The Name field can be whatever you wish. It’s not limited by login name or anything like that, it’s only used as an identifier for your sake, in case you have several accounts with the same service, or something of that sort.

specto-fbnotify

It may be tempting to set the interval to something extremely short, but doing that with all your services will just waste your bandwidth and possibly make the site you’re checking a bit annoyed with you. Some may even block access to your account if they feel you’re “hammering” them. For internet-based checks, try to set the timer to AT LEAST a full minute, preferably more. Checks on local files and processes, as described the the following section, can typically be safely set to shorter intervals.

System Notifications

It’s not just web sites that need to be monitored, there’s quite a bit on your average home PC that it would be useful to watch. Specto can keep track of changes to files, folders, ports and processes.

specto-watchfile

This can be EXTREMELY handy for system administrators, who often need to keep a close eye on changes to files and folders.
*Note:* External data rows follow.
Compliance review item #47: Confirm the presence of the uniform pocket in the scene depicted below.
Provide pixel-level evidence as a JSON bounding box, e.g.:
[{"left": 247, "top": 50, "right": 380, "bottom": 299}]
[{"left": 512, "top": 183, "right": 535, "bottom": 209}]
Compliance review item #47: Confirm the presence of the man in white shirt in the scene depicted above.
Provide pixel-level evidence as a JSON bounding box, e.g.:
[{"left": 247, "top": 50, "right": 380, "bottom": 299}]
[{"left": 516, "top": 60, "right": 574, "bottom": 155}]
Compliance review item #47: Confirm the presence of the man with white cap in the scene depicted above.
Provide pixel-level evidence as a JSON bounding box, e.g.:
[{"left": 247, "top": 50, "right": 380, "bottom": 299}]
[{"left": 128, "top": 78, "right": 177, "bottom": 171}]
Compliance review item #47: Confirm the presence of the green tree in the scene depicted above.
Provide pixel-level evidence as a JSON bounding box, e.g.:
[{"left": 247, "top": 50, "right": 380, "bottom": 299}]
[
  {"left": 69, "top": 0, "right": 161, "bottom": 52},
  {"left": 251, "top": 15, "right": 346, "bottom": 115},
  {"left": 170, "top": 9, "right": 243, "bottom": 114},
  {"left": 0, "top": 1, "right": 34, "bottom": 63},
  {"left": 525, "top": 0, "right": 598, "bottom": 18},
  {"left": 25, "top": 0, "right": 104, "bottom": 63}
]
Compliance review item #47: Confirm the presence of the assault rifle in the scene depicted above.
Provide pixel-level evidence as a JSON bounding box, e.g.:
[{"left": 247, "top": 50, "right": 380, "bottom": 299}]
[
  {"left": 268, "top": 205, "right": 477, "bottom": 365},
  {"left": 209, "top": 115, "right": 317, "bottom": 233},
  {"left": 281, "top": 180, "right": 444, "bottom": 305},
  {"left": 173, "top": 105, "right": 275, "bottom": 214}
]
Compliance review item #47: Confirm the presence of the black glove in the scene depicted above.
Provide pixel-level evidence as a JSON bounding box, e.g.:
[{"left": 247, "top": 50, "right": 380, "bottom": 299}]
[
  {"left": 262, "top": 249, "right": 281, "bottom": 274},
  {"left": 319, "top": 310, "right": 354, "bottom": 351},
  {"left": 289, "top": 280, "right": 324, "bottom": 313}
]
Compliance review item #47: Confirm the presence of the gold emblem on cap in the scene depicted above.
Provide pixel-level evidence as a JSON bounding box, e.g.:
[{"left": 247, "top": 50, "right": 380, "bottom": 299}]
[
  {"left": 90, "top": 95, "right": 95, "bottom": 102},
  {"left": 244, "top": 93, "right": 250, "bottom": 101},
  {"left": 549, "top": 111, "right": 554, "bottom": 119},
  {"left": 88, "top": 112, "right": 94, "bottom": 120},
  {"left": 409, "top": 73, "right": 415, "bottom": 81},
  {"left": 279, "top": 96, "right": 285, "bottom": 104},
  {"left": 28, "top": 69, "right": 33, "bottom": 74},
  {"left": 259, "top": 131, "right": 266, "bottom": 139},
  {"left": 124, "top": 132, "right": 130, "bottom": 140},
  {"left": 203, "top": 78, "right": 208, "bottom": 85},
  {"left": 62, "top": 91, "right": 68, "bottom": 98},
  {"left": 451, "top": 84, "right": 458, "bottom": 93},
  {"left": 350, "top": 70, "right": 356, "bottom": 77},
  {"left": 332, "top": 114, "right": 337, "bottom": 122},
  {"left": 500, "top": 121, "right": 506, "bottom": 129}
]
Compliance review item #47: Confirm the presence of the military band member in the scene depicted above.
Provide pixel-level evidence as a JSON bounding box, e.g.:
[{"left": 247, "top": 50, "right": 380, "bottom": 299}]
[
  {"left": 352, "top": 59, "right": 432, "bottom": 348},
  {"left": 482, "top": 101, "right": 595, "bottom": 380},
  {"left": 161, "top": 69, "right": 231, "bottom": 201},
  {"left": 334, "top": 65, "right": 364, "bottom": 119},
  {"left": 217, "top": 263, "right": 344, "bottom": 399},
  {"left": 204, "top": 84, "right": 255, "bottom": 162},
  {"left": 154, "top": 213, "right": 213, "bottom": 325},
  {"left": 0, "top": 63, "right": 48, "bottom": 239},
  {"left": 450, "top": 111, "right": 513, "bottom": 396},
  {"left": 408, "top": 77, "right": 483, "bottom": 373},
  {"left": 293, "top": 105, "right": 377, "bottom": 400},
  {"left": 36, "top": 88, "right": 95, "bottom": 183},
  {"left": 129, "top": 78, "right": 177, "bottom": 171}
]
As soon as a watched item is changed in some way, Specto will know it and throw up a notification.

Conclusion

Specto is proof that and application doesn’t need to be flashy and complicated to be great, just simple and functional. With the new notification system and panel applets in recent Ubuntu releases, Specto compliments the existing functionality perfectly to allow for more than the standard system can do on its own. These tools combined provide single point in the Gnome panel to manage communications of all sorts, in a manner so clear and simple it’s a wonder we don’t all use this every day.